German shipping company Hapag-Lloyd and speciality chemical company Evonik have switched to defined contribution (DC) plans for their employees.
Hapag-Lloyd has replaced “provision-based” defined benefit (DB) plans with one DC plan taking into account inflation, modern and dynamic employment relationships, Jorge Terradas, the company’s senior director labour relations and HR services, disclosed during the Handelsblatt occupational pension forum in Berlin this week.
“We wanted [to introduce] a dynamic and flexible system accompanying the employees from the start to a leading [employment] position, but also for people working onshore,” he added.
The previous pension plan was split in two, one contract for senior people and captains, and one for employees working onshore.
The company designed both plans as direct promises (Direktzusagen), paid out as a lifelong occupational pension without deferred compensations allowing employees to pay a share of their wages into the plan.

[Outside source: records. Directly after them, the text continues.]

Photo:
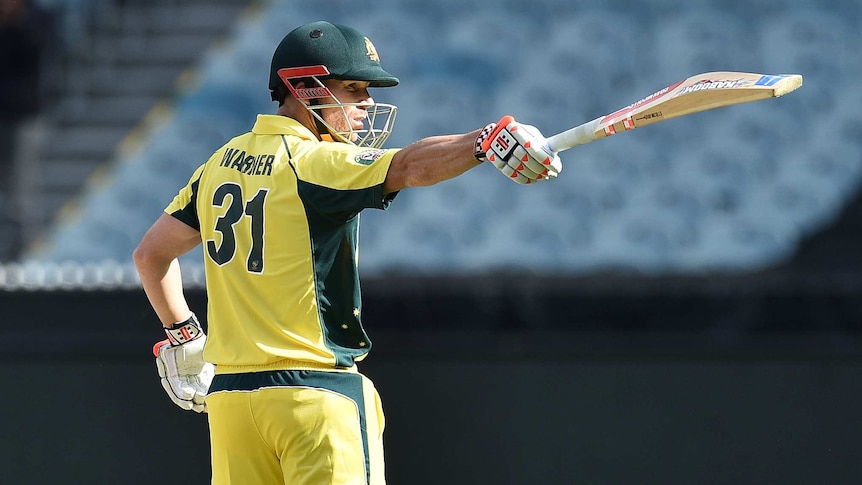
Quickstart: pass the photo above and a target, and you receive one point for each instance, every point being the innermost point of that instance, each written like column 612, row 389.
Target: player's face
column 353, row 94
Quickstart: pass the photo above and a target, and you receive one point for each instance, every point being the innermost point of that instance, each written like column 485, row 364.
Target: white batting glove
column 518, row 151
column 185, row 376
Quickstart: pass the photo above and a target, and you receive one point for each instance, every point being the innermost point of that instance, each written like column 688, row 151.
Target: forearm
column 162, row 282
column 432, row 160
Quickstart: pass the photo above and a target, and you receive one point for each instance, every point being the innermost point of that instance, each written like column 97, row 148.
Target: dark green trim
column 346, row 384
column 189, row 213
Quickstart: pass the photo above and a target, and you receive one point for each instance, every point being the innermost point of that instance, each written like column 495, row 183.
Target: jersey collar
column 281, row 125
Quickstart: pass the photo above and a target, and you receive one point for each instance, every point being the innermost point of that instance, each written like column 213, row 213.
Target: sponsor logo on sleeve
column 367, row 157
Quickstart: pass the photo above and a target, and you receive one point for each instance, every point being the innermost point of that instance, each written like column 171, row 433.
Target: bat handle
column 573, row 137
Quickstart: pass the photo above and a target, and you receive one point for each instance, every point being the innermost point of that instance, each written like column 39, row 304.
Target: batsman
column 277, row 212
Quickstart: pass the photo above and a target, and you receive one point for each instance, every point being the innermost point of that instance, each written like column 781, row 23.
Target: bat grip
column 573, row 137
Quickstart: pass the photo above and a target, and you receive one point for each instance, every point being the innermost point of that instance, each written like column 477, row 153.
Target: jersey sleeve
column 184, row 205
column 345, row 167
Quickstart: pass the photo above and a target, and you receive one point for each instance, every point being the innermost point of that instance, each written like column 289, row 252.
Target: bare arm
column 157, row 264
column 431, row 160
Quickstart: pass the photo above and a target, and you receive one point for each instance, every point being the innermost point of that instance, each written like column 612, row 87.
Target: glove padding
column 184, row 374
column 519, row 151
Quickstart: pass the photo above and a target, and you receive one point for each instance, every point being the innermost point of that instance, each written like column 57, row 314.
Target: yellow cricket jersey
column 278, row 213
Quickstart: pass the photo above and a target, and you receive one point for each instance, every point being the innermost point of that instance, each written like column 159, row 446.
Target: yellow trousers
column 296, row 427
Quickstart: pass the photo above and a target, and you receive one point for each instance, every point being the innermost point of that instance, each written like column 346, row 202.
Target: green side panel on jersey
column 333, row 244
column 189, row 213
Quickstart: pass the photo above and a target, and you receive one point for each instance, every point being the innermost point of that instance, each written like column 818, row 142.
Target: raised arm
column 519, row 151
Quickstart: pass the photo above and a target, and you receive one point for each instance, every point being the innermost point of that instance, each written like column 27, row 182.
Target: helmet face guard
column 377, row 126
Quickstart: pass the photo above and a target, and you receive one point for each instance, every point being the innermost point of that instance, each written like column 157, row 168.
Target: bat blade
column 697, row 93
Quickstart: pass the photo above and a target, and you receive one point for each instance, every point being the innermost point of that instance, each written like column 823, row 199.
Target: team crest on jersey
column 367, row 157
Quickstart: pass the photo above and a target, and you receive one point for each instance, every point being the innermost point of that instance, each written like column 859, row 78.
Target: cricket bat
column 697, row 93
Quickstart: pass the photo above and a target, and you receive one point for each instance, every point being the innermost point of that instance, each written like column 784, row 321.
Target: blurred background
column 682, row 305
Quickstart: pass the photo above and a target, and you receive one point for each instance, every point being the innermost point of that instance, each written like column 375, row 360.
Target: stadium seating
column 728, row 190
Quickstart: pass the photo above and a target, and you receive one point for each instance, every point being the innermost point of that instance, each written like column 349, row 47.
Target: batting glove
column 517, row 150
column 185, row 376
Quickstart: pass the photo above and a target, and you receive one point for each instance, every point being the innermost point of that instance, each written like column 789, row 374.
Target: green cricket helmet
column 322, row 50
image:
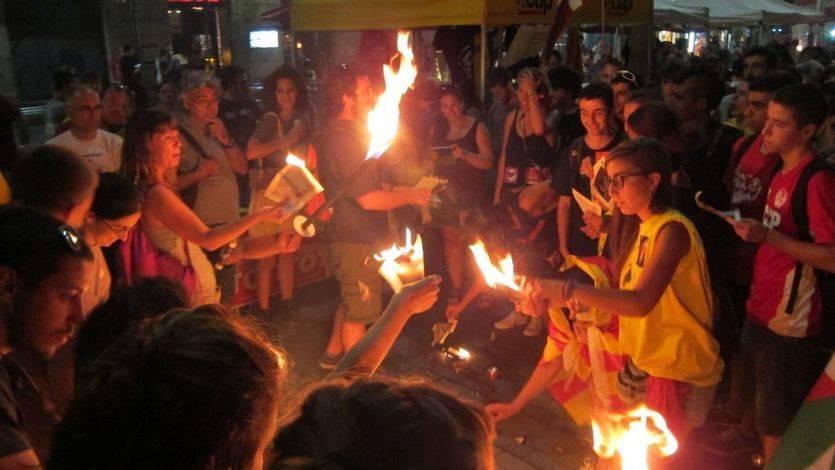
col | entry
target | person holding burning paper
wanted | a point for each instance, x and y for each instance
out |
(283, 128)
(663, 300)
(359, 226)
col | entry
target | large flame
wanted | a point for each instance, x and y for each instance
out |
(630, 436)
(384, 118)
(494, 276)
(402, 264)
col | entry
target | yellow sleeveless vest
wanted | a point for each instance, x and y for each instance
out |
(674, 340)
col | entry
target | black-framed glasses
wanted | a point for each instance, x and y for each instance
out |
(628, 76)
(71, 236)
(617, 181)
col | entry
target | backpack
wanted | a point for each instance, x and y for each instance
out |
(141, 259)
(825, 280)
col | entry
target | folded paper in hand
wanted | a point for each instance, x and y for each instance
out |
(430, 182)
(295, 185)
(586, 204)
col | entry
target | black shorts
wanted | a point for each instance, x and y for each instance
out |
(785, 369)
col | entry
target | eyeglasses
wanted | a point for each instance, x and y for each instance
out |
(119, 231)
(628, 76)
(617, 182)
(71, 236)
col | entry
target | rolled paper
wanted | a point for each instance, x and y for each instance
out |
(294, 185)
(402, 265)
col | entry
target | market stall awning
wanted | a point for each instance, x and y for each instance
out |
(751, 12)
(668, 12)
(334, 15)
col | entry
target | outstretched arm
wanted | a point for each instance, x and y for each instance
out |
(367, 355)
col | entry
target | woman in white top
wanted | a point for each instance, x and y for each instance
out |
(116, 209)
(283, 128)
(152, 153)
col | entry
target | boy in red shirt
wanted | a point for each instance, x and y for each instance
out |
(784, 305)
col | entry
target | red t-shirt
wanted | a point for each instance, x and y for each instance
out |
(771, 303)
(748, 191)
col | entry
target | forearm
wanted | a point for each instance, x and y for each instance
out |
(261, 247)
(541, 378)
(815, 255)
(257, 149)
(218, 236)
(382, 200)
(627, 303)
(187, 180)
(563, 217)
(367, 355)
(482, 162)
(536, 116)
(497, 194)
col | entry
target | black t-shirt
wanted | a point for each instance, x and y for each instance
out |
(569, 128)
(13, 437)
(240, 118)
(567, 177)
(529, 160)
(341, 150)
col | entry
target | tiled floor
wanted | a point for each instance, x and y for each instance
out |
(542, 436)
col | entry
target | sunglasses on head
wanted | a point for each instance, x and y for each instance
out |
(71, 237)
(628, 76)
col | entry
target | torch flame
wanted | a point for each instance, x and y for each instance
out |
(493, 276)
(384, 118)
(294, 160)
(404, 264)
(629, 436)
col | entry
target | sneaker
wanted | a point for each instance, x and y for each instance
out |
(513, 319)
(328, 362)
(732, 440)
(534, 327)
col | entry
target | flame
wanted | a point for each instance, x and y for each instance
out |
(384, 118)
(401, 265)
(459, 353)
(493, 276)
(294, 160)
(630, 437)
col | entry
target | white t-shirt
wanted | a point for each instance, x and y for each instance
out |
(98, 289)
(104, 152)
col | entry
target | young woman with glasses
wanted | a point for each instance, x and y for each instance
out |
(663, 300)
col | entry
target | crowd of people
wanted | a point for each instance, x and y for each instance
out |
(128, 223)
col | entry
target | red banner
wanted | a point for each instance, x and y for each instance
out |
(311, 262)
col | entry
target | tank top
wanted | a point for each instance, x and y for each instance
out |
(674, 340)
(528, 160)
(468, 182)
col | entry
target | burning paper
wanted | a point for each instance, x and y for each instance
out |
(384, 118)
(442, 330)
(402, 264)
(494, 276)
(460, 354)
(631, 435)
(294, 184)
(733, 214)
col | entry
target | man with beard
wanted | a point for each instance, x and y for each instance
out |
(45, 268)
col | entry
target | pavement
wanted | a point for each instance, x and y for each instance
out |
(542, 436)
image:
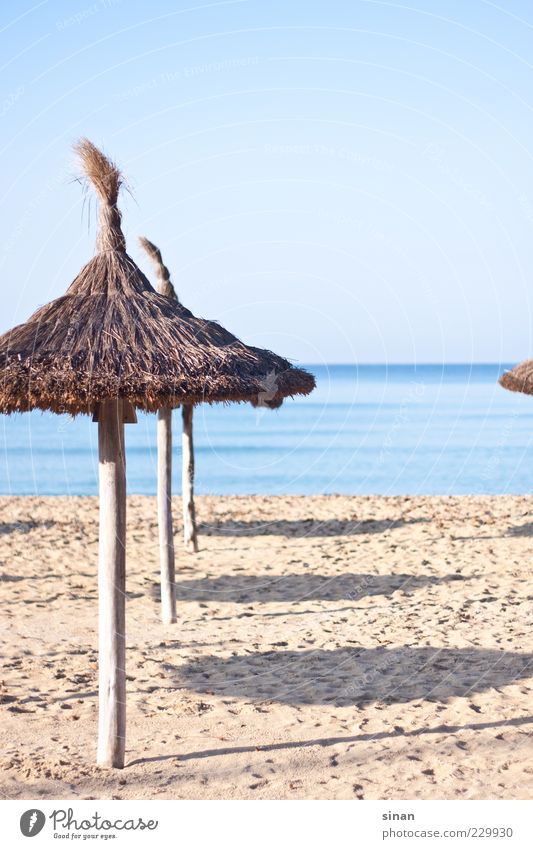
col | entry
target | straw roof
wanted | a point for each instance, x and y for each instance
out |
(113, 336)
(519, 379)
(267, 396)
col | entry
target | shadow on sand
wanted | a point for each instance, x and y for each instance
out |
(306, 527)
(337, 741)
(348, 676)
(246, 589)
(24, 527)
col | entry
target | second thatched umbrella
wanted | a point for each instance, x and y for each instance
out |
(266, 398)
(109, 345)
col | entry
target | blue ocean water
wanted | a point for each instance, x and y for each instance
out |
(400, 429)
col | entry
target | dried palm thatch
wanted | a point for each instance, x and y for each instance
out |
(519, 379)
(112, 336)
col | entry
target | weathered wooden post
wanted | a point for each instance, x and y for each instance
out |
(190, 538)
(112, 586)
(187, 481)
(164, 512)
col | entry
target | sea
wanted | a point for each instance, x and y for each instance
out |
(366, 429)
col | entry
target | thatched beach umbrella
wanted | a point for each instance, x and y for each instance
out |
(519, 379)
(164, 461)
(110, 345)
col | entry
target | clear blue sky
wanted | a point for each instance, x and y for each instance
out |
(338, 181)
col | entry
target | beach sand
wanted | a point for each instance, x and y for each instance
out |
(326, 647)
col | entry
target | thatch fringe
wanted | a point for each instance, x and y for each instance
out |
(519, 379)
(112, 336)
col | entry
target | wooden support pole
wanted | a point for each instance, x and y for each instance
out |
(187, 483)
(164, 512)
(112, 586)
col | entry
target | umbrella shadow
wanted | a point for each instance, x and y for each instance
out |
(347, 676)
(24, 527)
(368, 737)
(246, 589)
(306, 527)
(525, 530)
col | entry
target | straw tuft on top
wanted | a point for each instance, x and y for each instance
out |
(107, 180)
(100, 170)
(112, 336)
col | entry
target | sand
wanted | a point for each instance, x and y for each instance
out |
(376, 648)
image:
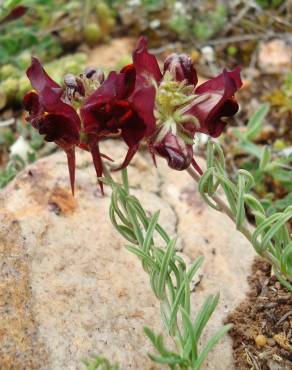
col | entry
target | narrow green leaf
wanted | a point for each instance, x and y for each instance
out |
(265, 158)
(164, 268)
(254, 125)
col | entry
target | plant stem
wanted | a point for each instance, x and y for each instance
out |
(243, 229)
(223, 206)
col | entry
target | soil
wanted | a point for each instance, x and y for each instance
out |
(262, 332)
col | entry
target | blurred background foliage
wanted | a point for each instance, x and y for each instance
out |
(255, 34)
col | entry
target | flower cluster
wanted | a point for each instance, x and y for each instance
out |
(140, 103)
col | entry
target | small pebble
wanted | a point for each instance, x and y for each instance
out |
(261, 340)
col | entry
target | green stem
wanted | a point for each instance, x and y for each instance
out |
(243, 229)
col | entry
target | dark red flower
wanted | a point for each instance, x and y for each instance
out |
(181, 66)
(217, 101)
(119, 107)
(58, 121)
(181, 108)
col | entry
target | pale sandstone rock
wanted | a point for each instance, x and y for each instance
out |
(84, 292)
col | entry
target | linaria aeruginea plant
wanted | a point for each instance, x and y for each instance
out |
(164, 109)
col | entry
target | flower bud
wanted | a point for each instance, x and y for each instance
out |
(74, 84)
(94, 74)
(181, 67)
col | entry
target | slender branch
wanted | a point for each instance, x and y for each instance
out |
(223, 206)
(243, 229)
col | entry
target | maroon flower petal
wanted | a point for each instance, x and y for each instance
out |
(58, 127)
(129, 156)
(178, 154)
(146, 64)
(129, 80)
(143, 102)
(182, 68)
(219, 102)
(39, 79)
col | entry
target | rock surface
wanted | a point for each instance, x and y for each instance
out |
(69, 288)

Existing occupational pension contracts for senior people and captains will remain in place, despite the DC switch, while the company is freezing entitlements from the older plan of employees working onshore and sailors, according to the presentation.
“We have [also] decided that won’t be paid as an occupational pension in the new system,” Terradas said.
Instead, Hapag-Lloyd has opted to stagger pension payouts in a maximum of five instalments, a decision that did not meet the resistance of the work council, he added.
Mercer advised Hapag-Lloyd in designing the new DC scheme with the possibility of deferred compensations, employer contributions, and matching contributions, that now apply to all hierarchical levels, he said.
Assets are kept in an external contractual trust arrangement (CTA) and invested via Fidelity’s life cycle funds, according to age groups, and without employees being able to choose the funds, Terradas explained.
Separately, Evonik has moved to offer its employees a capital market-oriented direct promise in the form of a DC plan, for the same reasons as Hapag-Lloyd, Barbara Schneider, benefits consultant at Evonik, said at the event.
The company’s new plan takes the form of a pension promise calculated on the amount of contributions paid by the employer and the employees – so-called Beitragsorientierte Leistungszusage (BoLZ) – with an 80% guarantee on contributions paid, according to Schneider’s presentation.
Assets are held in a CTA and invested via Allianz’s dynamic multi-asset strategy funds and money market funds, she said.
Evonik has switched to a DC scheme after a request by the financial regulator BaFin to close down RUK 18, a combination of Pensionskasse and a support fund (Unterstützungskasse).